Get To Work
It’s unfortunate that it took us ten days to find this article from Mark Steyn of the National Review, but then again we have something called a life that typically precludes us from reading the National Review.
Particularly when Wonder Pets are on.
Anyway, it’s good we finally tracked down Steyn’s piece, because it makes one helluva point – namely that all the “Yes, we can!” suckers who lent their youthful vibe to “The One” will end up having to pay for that decision every single day for the rest of their lives.
Sound depressing?
From Steyn’s article, “The Brokest Generation,” we read:
Are you sure you young folks will be able to pay off this massive Mount Spendmore of multi-trillion-dollar debts we’ve piled up on you?
“Yes, we can!”
We thought you’d say that! God bless the youth of America! We of the Greatest Generation, the Boomers, and Generation X salute you, the plucky members of the Brokest Generation, the Gloomers, and Generation Y, as in “Why the hell did you old coots do this to us?”
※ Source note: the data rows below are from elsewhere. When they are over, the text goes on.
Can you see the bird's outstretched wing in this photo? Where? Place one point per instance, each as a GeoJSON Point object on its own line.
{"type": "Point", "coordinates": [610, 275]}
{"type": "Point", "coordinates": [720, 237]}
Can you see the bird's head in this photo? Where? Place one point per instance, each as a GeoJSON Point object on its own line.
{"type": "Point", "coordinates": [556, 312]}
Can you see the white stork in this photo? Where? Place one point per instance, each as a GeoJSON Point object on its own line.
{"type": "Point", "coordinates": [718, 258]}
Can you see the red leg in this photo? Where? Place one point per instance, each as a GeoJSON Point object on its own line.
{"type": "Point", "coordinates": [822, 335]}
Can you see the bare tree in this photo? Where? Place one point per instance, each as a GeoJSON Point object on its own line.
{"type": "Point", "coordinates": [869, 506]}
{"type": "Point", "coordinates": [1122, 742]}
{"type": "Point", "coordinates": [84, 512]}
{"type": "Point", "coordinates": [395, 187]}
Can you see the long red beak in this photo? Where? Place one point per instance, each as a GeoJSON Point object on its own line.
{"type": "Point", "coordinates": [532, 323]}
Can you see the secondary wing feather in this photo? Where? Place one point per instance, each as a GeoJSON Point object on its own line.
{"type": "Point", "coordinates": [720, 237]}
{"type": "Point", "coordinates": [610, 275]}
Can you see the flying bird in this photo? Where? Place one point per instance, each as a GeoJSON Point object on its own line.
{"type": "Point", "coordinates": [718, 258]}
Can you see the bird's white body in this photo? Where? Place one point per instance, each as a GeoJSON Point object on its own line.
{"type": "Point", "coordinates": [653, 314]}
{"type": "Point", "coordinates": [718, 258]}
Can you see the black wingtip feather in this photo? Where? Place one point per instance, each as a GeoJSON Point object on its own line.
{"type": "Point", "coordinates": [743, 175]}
Because, as politicians like to say, it’s about “the future of all our children.” And the future of all our children is that they’ll be paying off the past of all their grandparents. At 12 percent of GDP, this year’s deficit is the highest since the Second World War, and prioritizes not economic vitality but massive expansion of government. But hey, it’s not our problem. As Lord Keynes observed, “In the long run we’re all dead.” Well, most of us will be. But not you youngsters, not for a while. So we’ve figured it out: You’re the ultimate credit market, and the rest of us are all pre-approved!
Steyn goes on to refer to the endless bailouts as the “biggest generational transfer of wealth in the history of the world,” and he has a wonderful description of one of the most obvious (and yet seldom-discussed) examples of Barack Obama’s hypocrisy …
The Teleprompter Kid says not to worry: His budget numbers are based on projections that the economy will decline 1.2 percent this year and then grow 4 percent every year thereafter. Do you believe that? In fact, does he believe that? This is the guy who keeps telling us this is the worst economic crisis in 70 years, and it turns out it’s just a 1 percent decline for a couple more months and then party-time resumes?
Like the guy in Trading Places said, “Yeah.”
Anyway, we plan on putting Sic Willie’s little girl straight to work as soon as she pops out. After all, it’s looking like she (and her parents) won’t have much of a choice in the matter.